If we look back over the past 20 years, the advances in security and technology are substantial. Advances built on years of testing make employing our mobile phones to support remote voting a plausible reality. Today 81 percent of Americans own and use a smartphone and, yes, multiple pilot programs have showcased voters leveraging platform security to ensure that their secret ballot has remained secure — most recently in Utah and Arizona.
These pilots prove the possibility to address most, if not all, of the perceived gaps in such a system, including leveraging smartphone cameras to conduct identity verification and resolve concerns about the identity of the voter.

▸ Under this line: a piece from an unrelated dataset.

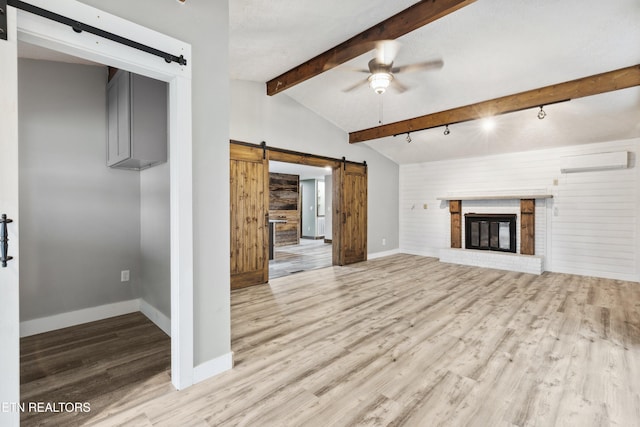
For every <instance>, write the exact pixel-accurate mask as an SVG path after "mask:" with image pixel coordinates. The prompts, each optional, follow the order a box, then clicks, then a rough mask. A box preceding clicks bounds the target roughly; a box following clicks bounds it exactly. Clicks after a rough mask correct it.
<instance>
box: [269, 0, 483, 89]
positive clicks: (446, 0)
mask: <svg viewBox="0 0 640 427" xmlns="http://www.w3.org/2000/svg"><path fill="white" fill-rule="evenodd" d="M475 1H476V0H422V1H420V2H418V3H416V4H414V5H413V6H411V7H409V8H408V9H405V10H403V11H402V12H399V13H397V14H396V15H394V16H392V17H391V18H389V19H386V20H384V21H382V22H380V23H379V24H376V25H374V26H373V27H371V28H369V29H368V30H365V31H363V32H361V33H360V34H357V35H355V36H353V37H352V38H350V39H349V40H347V41H345V42H343V43H340V44H339V45H337V46H335V47H333V48H331V49H329V50H327V51H326V52H324V53H321V54H320V55H318V56H316V57H315V58H312V59H310V60H308V61H307V62H305V63H303V64H301V65H298V66H297V67H295V68H292V69H291V70H289V71H287V72H285V73H283V74H281V75H279V76H278V77H276V78H274V79H272V80H269V81H268V82H267V95H275V94H276V93H280V92H282V91H284V90H286V89H289V88H290V87H293V86H295V85H297V84H298V83H302V82H303V81H305V80H308V79H310V78H312V77H315V76H317V75H319V74H321V73H324V72H325V71H327V70H330V69H332V68H334V67H337V66H338V65H340V64H344V63H345V62H347V61H349V60H351V59H353V58H355V57H357V56H360V55H362V54H363V53H366V52H369V51H370V50H372V49H374V48H375V44H376V42H378V41H381V40H395V39H397V38H398V37H401V36H403V35H405V34H407V33H410V32H411V31H413V30H416V29H418V28H420V27H422V26H424V25H427V24H428V23H430V22H433V21H435V20H436V19H438V18H442V17H443V16H445V15H448V14H450V13H452V12H455V11H456V10H458V9H460V8H462V7H464V6H467V5H469V4H471V3H474V2H475Z"/></svg>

But any conversation about technology has been hobbled by skepticism and fear. Computer science academics talk about risk and use words like "settled science". They claim neither technology nor the Internet can be secured.
They also ignore that technology has been a critical component of elections for years, and has become part of the accepted fabric through years of iterative innovation – from registration platforms to ballot tabulation.
Elections are critical infrastructure, and citizens have every right to be concerned. However, it does more damage to our democracy to completely dismiss the real collaboration among election officials, computer science practitioners, technology platform providers and cybersecurity experts — plus extensive testing. We can build resilience into an imperfect and ever-transforming system that currently leaves many citizens out of exercising their democratic right.
The time to move the conversation forward is now. We need to test and collaborate to build a resilient system. It must have multiple options that work for all voters and constantly monitor the threats in the marketplace. And we need to constantly take the learnings and add them to the architecture, design and software that manages our mobile election process.
Yes, there are risks with using technology and there are costs. But there are risks and costs with our current system, and with mail-in ballots. Some significantly impact our democratic process – and we have a responsibility to find a way forward while mitigating those risks.
We need to offer a new option to our fellow voters who can't make it to the polls and need an accessible way to vote. We must move forward with mobile voting.